ボタンを押して読むことが僕の手にはなじむ。そこにつねに(押さずに)触れていられる、したがって持つということを自然に実現しながら操作できることがよい。また、操作を誤ったという過失と、機械がうまく反応しなかったという不具合を、区別しやすいことがよい。
けれど画面に触れる操作も、持つことから解放される環境が整ってればいれば、ぎりぎりまでカロリーを節約して読むことができて優雅だ。その優雅さは、言葉への没頭に手招いてくれる。
ボタンを押す読みは、堅実な情報処理の読み、画面に触れる読みは、からだから抜け出す精神の読み、という感覚を抱く。
とはいえ、本から得られる感覚は読むときのからだの使い方よりも内容に依るのではないか、という疑問もまっとうだ。

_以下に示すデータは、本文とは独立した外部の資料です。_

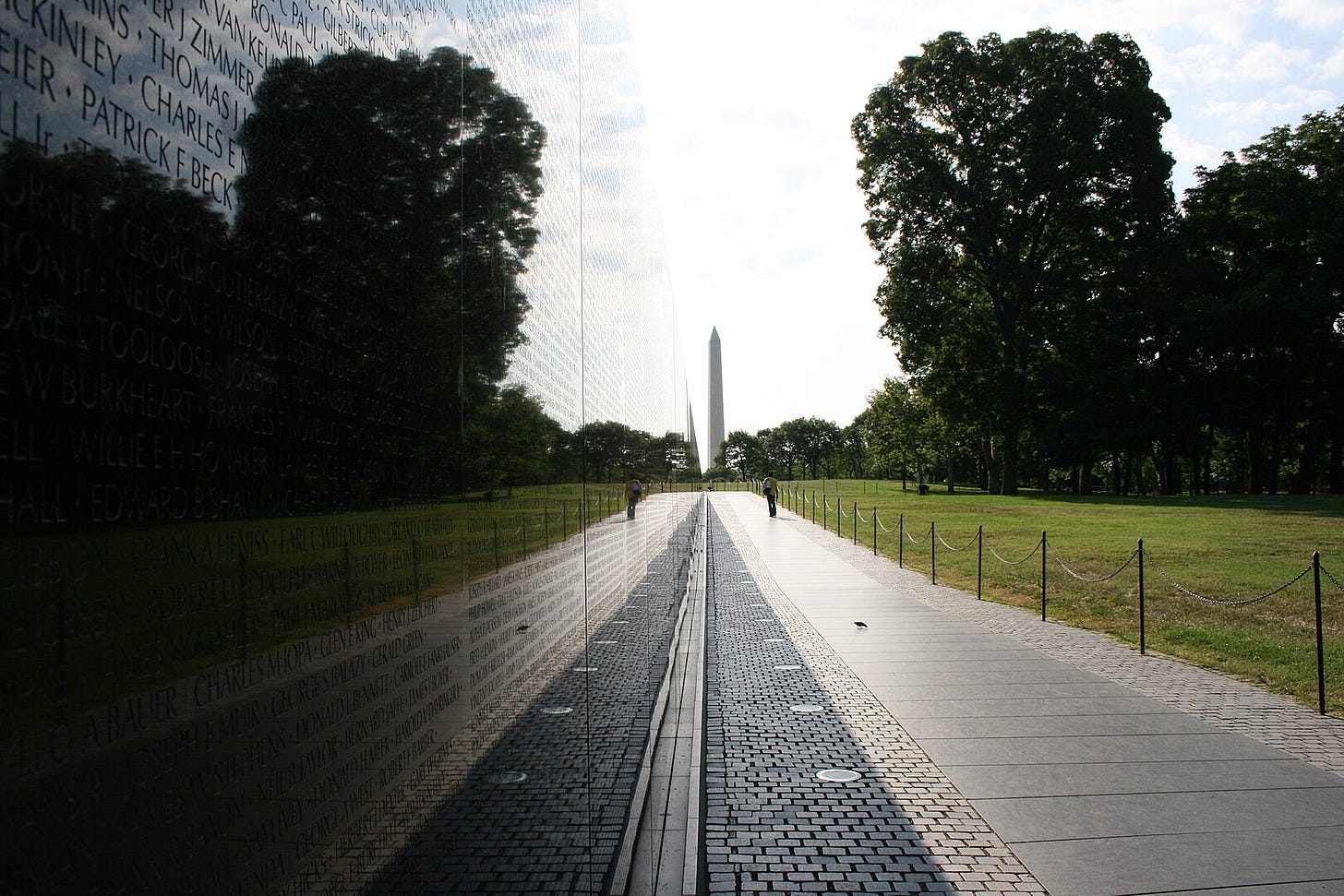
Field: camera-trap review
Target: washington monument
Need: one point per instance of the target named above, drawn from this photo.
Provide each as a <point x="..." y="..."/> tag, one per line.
<point x="715" y="397"/>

そこで、その体験は消費期限のついた新鮮な体験なのか、それとも新しい体験なのか、という論点が思いつく(新しさというのは、本質的な異なりが本質だと思う)。

まえがき(あとがき)

読書体験とか、ユーザ体験とか、情報の身体性、あるいはコンテンツの身体性、たとえば固有のスタイルをもつウェブサイトを訪問して読むことと、固有のスタイルを捨象して(RSSリーダで)ウェブサイトの内容を読むことの違いについて、あるいはなぜいまこの日記のスタイルいじっているかという思いについて、などを書こうとした。
これはおもしろい話であるはずなのに、ぜんぜん書き進まなくて参ってしまい、その負荷は、はじめから整理して書こうとしていることによって生じていると考え、前から順番に書くところからはじめようとした。
この前というのがじつはおもしろくて、前というのは間違いなく論理的な前(抽象度や因果関係の順序)とか理解容易順序(わかりやすい説明の流れ)的な前ではなく、かといって時間的前というとあまりにおおざっぱで、それを、思った時間的前と限定してみても、この書きは思い出すことと新しく思うことの混合だから単純化できず、いま思うことの時間的順番と一元化しても、思うことと書くことの平行感によって綻びそうで、では、前から順番に書く!とはいったいどういうことか、それは「書く順番に書く」という論理的無意味な答えにたどり着いた。
その結果、書こうとしていたことを、書くタイミングは見つからなかった。